Вплоть до этого момента мы говорили главным образом о «личности». Но проблема усложняется, когда мы переходим от личностного уровня к традиционному учению, согласно которому бытие начинается не с земного существования. В этом случае мы сталкиваемся с высшим понятием ответственности, а также риска. Это не та ответственность, о которой говорит теистическая креационистская религия, осуждающая самоубийство, взывая — подобно Цицерону — к воинскому долгу: нельзя покидать доверенный тебе пост. На самом деле эта идея представляется абсурдной, если отрицают (как делает эта религия), что душа обладает самостоятельным существованием, предшествующим её слиянию с телом в человеческом состоянии. В этой «креационистской» гипотезе невозможно осмысленно говорить об ответственности, поскольку до того как человек занимает доверенный ему «пост», он вообще не существует, и на этом посту человек оказывается совершенно внезапно, помимо своей воли. Столь же бессмысленно говорить о каком бы то ни было «воинском долге», если жизнь просто даётся вам, хотя вы вовсе этого не просили.
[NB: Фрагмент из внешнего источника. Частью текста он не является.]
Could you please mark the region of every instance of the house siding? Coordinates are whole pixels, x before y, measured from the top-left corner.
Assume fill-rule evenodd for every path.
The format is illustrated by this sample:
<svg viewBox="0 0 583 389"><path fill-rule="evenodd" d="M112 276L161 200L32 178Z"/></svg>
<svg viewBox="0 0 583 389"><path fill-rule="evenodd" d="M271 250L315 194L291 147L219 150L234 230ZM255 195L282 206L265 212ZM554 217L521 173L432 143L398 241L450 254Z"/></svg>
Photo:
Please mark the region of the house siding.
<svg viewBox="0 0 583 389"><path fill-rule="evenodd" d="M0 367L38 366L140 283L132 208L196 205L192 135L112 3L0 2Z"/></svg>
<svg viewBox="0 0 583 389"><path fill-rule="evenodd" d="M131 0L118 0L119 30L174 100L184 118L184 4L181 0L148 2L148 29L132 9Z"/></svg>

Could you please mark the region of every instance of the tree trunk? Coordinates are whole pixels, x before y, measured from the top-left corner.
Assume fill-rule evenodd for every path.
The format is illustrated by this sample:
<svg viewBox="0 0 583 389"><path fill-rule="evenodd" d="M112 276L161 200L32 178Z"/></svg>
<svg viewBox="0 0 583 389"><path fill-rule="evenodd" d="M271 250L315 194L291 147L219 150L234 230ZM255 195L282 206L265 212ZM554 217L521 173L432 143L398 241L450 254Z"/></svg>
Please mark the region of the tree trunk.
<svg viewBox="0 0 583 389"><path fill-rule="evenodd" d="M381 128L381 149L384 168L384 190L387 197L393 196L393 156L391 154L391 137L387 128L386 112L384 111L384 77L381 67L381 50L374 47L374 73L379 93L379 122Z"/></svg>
Мы уже рассматривали тупик, в который заводит подобная концепция, связанная с теистической креационистской точкой зрения, при столкновении с нигилизмом. Вершиной становится экзистенциальный бунт и «метафизическое самоубийство» Кириллова у Достоевского, который кончает с собой только для того, чтобы доказать самому себе, что он сильнее страха, утвердить своё высшее право и абсолютную свободу перед лицом Бога. Это совершенно нелепая позиция, поскольку для неё, как и для теизма, единственным ориентиром всегда остаётся именно личность, которая берёт на себя инициативу, стремясь абсолютизировать себя. Здесь уместно вспомнить слова Блаженного Августина: «Раб желает искаженной свободы, безнаказанно совершая запретные поступки, в слепом подражании всемогуществу». Как мы видели в своё время, та же причина привела к краху Раскольникова и Ставрогина; самоубийство последнего также сопоставимо с тем типом самоубийства, которое совершается в результате личного поражения и как таковое, как мы заметили мимоходом, могло бы быть оправданным по иным мотивам, соверши его определённый человеческий тип, оказавшийся в определенных обстоятельствах.